At the Bus Stop Theatre, Halifax’s first Art Battle takes off in a frenzy of splattered acrylic paint and applause. This is not some high-brow artistic venture, a point that was made clear as soon as “99 Problems” began playing over the sound system. This competition is a rap battle on canvas.
Halifax was inducted into the Art Battle forum on the Jan. 12, met by a remarkable at-capacity audience and 12 local painters. An Art Battle is a three-round free-for-all between four painters, who (under no restraints of content) have a mere 20 minutes to create an original piece. The winner is decided via audience vote, and moves on to paint against winners of the other rounds.
“We wanted a live arts event that really engaged the audience and showcased the painters at the same time,” explains organizer Chris Pemberton over the phone.
“Not only would they be enthralled with the work going on, they’d be involved in the artistic process.”
Pemberton and Simon Plashkes organized the first Art Battle in Toronto in 2009. Since then, 40 Art Battles have taken place between Toronto and Vancouver, including their first ever Art Battle National Championship, which was held last year.

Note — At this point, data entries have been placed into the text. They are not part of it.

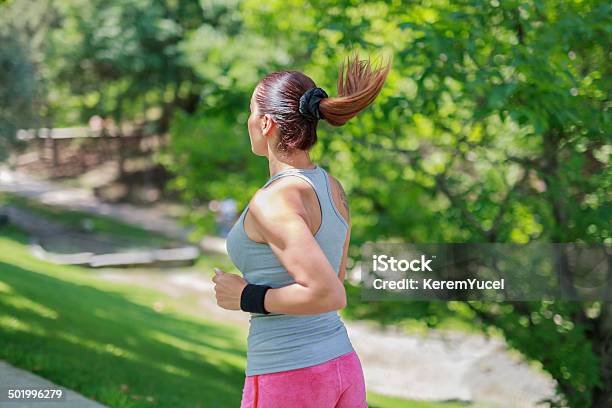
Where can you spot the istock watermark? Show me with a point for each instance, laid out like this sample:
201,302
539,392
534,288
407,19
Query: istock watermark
491,271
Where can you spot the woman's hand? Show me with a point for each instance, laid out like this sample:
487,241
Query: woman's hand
228,288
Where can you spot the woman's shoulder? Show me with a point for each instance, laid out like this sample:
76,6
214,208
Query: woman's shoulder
285,194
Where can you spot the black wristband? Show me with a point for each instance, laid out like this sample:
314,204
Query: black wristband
252,298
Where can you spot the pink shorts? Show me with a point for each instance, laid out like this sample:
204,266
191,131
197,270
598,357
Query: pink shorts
337,383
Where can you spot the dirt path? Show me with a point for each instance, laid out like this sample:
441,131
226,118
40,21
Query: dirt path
440,366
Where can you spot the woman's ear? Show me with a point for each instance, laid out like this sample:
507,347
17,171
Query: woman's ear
267,125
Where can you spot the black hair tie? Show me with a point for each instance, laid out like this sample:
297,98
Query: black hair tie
309,103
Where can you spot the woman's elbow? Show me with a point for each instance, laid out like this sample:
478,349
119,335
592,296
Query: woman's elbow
333,298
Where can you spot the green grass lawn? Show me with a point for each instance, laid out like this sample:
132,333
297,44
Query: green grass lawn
100,224
113,343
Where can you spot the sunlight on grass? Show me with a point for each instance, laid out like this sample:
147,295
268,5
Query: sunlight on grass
122,345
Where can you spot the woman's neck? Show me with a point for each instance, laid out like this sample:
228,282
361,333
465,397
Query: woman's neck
298,160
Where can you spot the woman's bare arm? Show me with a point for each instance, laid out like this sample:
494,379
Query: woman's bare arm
280,217
342,204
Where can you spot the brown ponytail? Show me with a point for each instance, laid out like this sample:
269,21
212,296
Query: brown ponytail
357,88
278,94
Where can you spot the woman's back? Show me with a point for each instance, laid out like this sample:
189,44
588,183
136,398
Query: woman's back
279,342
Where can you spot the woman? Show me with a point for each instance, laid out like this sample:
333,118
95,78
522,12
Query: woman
291,244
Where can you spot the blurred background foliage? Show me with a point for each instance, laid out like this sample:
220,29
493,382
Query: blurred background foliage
493,126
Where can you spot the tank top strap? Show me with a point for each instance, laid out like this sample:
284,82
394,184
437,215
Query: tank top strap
318,179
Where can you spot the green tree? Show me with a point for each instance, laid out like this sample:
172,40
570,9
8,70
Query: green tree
493,126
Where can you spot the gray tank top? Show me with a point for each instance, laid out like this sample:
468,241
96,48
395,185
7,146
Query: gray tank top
281,342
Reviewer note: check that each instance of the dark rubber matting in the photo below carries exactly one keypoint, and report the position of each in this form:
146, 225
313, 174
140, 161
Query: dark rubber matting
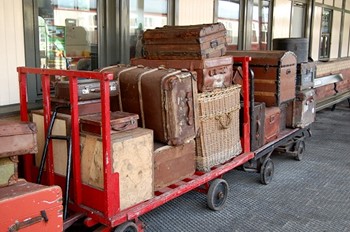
308, 195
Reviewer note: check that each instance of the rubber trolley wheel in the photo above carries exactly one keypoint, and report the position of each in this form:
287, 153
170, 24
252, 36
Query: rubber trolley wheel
126, 227
299, 148
266, 171
217, 194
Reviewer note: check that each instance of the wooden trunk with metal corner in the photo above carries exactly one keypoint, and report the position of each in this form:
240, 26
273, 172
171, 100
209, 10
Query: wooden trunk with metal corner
185, 42
304, 109
17, 138
8, 170
211, 73
87, 89
274, 75
31, 207
62, 126
120, 121
165, 100
306, 73
132, 155
173, 163
219, 138
272, 123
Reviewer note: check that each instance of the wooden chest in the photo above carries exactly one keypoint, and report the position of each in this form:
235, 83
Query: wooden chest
17, 138
274, 75
8, 170
59, 147
173, 163
272, 123
30, 207
132, 153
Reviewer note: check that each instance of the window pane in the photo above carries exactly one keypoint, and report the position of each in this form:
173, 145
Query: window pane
68, 34
228, 14
145, 14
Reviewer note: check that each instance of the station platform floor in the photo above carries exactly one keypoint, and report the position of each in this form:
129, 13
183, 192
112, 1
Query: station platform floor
310, 195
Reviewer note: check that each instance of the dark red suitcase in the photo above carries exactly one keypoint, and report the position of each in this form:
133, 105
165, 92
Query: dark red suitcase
31, 207
272, 123
211, 73
120, 121
17, 138
165, 100
173, 163
185, 42
274, 75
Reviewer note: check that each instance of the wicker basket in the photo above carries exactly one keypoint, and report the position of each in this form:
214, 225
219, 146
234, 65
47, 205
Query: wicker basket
219, 138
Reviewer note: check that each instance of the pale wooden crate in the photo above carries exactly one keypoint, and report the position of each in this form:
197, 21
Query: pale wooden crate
132, 154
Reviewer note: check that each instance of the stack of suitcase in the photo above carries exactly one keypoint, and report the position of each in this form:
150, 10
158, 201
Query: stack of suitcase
201, 48
28, 206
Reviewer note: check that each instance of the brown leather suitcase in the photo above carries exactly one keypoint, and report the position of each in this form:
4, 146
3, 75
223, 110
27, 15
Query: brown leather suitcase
87, 89
173, 163
185, 42
306, 73
165, 100
29, 207
274, 75
8, 170
211, 73
304, 108
17, 138
272, 123
120, 121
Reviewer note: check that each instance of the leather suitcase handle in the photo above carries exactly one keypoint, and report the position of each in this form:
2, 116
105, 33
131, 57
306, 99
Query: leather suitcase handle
20, 225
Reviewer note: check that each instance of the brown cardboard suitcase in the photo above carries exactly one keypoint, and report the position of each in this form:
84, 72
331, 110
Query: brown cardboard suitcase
304, 108
211, 73
274, 75
8, 170
272, 123
132, 155
306, 73
185, 42
219, 138
17, 138
173, 163
120, 121
87, 89
30, 207
62, 126
165, 100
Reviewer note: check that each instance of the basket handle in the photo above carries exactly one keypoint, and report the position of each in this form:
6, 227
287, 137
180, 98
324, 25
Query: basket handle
228, 121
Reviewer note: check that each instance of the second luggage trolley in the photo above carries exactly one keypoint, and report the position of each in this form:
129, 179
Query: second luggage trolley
103, 205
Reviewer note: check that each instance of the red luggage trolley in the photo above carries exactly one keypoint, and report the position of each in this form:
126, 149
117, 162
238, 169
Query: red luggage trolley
103, 206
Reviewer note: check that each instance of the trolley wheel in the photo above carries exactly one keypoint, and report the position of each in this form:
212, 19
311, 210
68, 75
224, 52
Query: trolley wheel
266, 171
126, 227
217, 194
299, 148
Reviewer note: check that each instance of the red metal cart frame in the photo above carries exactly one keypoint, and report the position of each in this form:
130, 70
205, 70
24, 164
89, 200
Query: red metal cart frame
103, 206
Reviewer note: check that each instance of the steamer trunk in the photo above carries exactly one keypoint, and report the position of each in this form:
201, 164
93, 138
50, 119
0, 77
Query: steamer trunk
211, 73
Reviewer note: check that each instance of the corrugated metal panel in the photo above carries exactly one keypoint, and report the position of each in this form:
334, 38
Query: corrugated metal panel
195, 12
315, 45
12, 49
281, 19
335, 34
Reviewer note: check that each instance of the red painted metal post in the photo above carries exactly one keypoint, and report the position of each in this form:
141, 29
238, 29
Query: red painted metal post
73, 91
246, 101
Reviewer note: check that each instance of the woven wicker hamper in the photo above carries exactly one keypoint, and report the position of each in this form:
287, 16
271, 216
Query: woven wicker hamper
219, 139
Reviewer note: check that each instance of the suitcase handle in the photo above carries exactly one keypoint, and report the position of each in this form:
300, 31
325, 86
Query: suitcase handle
28, 222
228, 121
189, 102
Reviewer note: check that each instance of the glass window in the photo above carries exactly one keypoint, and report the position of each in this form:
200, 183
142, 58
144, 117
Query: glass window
228, 14
260, 25
145, 14
68, 34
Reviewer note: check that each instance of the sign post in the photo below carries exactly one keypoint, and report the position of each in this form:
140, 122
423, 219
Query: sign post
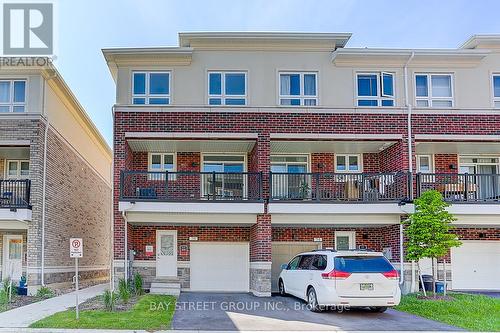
76, 251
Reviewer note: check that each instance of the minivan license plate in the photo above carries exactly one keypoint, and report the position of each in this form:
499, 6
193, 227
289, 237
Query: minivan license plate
366, 286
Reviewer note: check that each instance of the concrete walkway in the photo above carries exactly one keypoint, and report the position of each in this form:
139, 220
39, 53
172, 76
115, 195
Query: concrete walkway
28, 314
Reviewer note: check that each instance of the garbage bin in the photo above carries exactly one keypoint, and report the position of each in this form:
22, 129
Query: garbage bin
440, 287
428, 279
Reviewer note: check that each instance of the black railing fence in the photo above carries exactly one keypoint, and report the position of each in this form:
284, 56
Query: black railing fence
364, 187
15, 193
189, 186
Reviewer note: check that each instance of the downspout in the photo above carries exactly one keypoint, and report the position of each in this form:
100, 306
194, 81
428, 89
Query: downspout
44, 179
410, 167
125, 256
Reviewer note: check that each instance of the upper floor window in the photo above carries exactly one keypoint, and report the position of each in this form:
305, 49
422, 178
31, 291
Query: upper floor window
17, 169
298, 89
12, 95
151, 88
227, 88
376, 89
348, 163
434, 90
424, 164
496, 90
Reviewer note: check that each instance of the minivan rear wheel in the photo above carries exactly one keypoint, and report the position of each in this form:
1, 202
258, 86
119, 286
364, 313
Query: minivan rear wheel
312, 300
378, 309
281, 287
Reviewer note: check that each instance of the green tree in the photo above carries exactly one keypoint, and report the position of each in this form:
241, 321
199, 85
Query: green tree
428, 229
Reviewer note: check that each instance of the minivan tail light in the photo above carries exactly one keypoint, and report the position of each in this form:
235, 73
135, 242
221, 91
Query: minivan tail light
335, 275
391, 275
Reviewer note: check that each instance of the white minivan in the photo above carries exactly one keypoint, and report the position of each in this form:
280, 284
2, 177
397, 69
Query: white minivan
351, 278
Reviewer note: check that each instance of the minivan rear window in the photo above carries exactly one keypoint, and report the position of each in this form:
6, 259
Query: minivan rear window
357, 264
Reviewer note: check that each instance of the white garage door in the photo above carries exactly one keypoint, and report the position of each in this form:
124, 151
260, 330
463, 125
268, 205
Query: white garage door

Art Battle 41 was Atlantic Canada’s first, with Pemberton and Plashkes planning monthly Art Battles in Halifax with artists vying for a spot in the Halifax Championship, speculated for early summer. Artist Grace Simms was voted champion on Saturday, after winning her initial round robin and the frantic 20-minute finale.
The night was filled with a great assortment of painters, all of whom come from a variety of backgrounds. Ingrid Singing Grass, a third-round competitor, has been painting for 18 years, and paints live not to compete, but for the therapeutic effect of sharing. Justin Lee, winner of the second round, works as an animation director and nodded along to the Rural Alberta Advantage through his headphones as he worked. And then there was Alfonso Bustamante, who didn’t even know that he would be painting that night.
“I wasn’t allowed in at first [because the theatre was at capacity], but as soon as I got in, my friend said to give my name to Chris [Pemberton],” says Bustamante. “I just painted something I drew in my sketchbook earlier.”
“This place is filled with communities,” says Plashkes, “filled with people excited to coalesce around something. And we’re excited to provide the framework; we’re hoping to start a movement.”
The next Halifax Art Battle is to be scheduled for Feb. 23 at the Bus Stop Theatre. Artists ready to blend blood and paint can register to compete at http://artbattle.ca/register/.
Mat Wilush once went to see Agent Orange on the outskirts of Toronto, where the beer was salty and drunken teenagers took turns sitting in a prop electric chair. The music had aged poorly. A mohawk’d middle-ager danced through the first couple songs, but quickly tired out. There just isn’t much room for surf rock in the world anymore. What next? Mat Wilush wants to know.